The Company reserves the right to amend any agreed specification if necessary to comply with any applicable law or regulatory requirement, or if the amendment will not materially affect the nature or quality of the Services, and the Company shall notify the Client in any such event.

The Company shall use industry standard software to detect and prevent the introduction of viruses and other malicious software into any Deliverables produced by the Company, but the Company shall not be responsible for the introduction of viruses or malicious software into Client software or systems that does not result from the wilful conduct, negligence or that of any third parties under the control of the Company.

The Company shall not be required to ensure the compatibility of any website or software with any operating system version or browser version not stated as compatible within the Contract.

The Company warrants to the Client that the Services will be provided using reasonable care and skill and that the receipt or use of the Services by the Client will not infringe the UK intellectual property rights of any third party.

The Company warrants that for a period of 30 days after the supply of any software Services, the Services shall in all material respects perform in accordance with any specification or other acceptance criteria agreed in writing between The Parties.

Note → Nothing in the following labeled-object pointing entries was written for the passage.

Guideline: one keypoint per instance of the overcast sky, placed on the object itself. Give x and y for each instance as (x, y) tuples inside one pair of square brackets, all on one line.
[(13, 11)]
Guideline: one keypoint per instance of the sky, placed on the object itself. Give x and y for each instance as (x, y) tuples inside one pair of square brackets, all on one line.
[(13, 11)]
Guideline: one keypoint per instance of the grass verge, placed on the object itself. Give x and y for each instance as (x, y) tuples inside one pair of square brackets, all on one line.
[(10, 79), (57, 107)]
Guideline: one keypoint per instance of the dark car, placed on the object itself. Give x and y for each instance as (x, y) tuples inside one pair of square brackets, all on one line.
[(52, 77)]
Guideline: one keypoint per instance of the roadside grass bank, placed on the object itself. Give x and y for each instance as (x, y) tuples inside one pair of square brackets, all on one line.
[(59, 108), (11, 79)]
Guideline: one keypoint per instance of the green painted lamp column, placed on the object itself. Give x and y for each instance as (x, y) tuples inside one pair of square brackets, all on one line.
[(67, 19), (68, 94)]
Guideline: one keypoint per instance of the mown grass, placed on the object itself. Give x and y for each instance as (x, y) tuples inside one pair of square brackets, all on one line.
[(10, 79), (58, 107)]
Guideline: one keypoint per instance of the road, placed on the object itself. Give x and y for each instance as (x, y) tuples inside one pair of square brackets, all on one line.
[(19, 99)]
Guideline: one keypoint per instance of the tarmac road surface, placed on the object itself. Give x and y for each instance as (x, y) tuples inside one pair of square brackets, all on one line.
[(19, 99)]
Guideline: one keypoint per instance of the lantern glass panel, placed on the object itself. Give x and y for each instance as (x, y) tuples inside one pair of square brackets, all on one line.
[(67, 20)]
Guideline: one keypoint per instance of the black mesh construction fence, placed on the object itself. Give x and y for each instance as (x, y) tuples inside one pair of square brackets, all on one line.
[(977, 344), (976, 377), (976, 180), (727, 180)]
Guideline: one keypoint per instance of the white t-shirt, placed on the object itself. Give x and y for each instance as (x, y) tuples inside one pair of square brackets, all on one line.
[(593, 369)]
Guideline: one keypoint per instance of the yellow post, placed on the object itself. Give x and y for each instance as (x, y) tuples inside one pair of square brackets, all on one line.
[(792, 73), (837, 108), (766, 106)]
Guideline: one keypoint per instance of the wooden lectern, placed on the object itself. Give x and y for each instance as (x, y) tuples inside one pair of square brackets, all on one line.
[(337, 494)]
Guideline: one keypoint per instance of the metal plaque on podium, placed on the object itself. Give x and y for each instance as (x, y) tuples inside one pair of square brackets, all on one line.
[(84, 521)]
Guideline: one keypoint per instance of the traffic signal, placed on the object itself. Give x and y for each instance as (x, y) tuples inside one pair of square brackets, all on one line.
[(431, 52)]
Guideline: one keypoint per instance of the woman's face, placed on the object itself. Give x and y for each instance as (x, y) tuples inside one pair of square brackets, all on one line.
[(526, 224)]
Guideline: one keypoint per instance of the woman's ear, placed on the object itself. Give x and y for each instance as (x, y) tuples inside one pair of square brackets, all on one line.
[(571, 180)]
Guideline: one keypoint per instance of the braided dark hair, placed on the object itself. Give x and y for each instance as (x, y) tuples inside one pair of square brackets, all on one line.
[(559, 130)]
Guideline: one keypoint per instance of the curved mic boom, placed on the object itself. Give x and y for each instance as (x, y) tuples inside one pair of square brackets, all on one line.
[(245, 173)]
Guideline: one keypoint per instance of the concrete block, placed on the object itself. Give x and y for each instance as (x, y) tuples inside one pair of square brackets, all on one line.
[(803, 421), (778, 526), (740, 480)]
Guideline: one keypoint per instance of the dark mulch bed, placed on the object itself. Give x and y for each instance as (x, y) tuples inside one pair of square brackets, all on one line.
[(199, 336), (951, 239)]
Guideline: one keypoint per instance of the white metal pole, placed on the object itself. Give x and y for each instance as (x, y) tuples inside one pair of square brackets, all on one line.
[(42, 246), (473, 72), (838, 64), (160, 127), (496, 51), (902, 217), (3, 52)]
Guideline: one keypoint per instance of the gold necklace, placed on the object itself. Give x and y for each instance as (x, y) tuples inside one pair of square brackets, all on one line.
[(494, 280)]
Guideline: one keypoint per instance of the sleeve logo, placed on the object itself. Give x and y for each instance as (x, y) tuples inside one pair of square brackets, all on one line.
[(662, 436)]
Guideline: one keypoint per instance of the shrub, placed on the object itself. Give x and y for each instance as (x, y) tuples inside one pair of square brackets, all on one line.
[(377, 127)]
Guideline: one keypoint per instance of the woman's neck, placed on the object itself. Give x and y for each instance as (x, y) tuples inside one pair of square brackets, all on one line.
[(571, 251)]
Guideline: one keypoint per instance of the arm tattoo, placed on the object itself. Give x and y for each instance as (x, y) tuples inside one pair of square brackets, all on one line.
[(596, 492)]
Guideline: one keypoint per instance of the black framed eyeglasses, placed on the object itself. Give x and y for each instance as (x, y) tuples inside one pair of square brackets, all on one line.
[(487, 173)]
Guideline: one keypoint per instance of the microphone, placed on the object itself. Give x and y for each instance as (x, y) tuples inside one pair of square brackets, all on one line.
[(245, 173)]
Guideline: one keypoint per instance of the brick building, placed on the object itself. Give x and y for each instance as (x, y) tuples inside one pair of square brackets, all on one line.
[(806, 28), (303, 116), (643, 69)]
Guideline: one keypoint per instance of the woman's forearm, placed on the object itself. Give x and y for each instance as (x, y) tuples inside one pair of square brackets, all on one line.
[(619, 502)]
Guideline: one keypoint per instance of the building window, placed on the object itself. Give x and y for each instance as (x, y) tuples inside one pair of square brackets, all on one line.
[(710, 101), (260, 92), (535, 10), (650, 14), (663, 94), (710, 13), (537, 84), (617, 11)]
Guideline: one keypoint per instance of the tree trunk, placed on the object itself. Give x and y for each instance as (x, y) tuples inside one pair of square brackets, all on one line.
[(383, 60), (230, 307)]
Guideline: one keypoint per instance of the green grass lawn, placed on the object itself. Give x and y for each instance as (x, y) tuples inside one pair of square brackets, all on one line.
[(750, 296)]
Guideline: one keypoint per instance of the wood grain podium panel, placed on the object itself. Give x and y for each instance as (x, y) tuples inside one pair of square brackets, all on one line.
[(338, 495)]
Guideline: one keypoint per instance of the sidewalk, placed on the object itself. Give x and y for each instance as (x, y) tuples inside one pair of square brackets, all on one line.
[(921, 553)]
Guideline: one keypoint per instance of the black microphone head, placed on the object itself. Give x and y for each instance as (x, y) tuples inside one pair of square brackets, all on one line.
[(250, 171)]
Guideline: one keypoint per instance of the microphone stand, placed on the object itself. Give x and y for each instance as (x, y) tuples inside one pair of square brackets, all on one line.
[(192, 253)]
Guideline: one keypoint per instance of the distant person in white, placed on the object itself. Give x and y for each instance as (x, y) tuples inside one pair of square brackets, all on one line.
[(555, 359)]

The Clients sole remedy for a breach of the warranty in this clause shall be the correction by the Company (within a period of 3 months of notification by the Client to the Company) of any errors that cause the Services not to comply with this warranty, subject to the Client notifying the Company within the 30 day period referred to above. For the avoidance of doubt, such 30 day period shall commence upon supply of the Services by the Company and not when deployed it into a live environment by the Client.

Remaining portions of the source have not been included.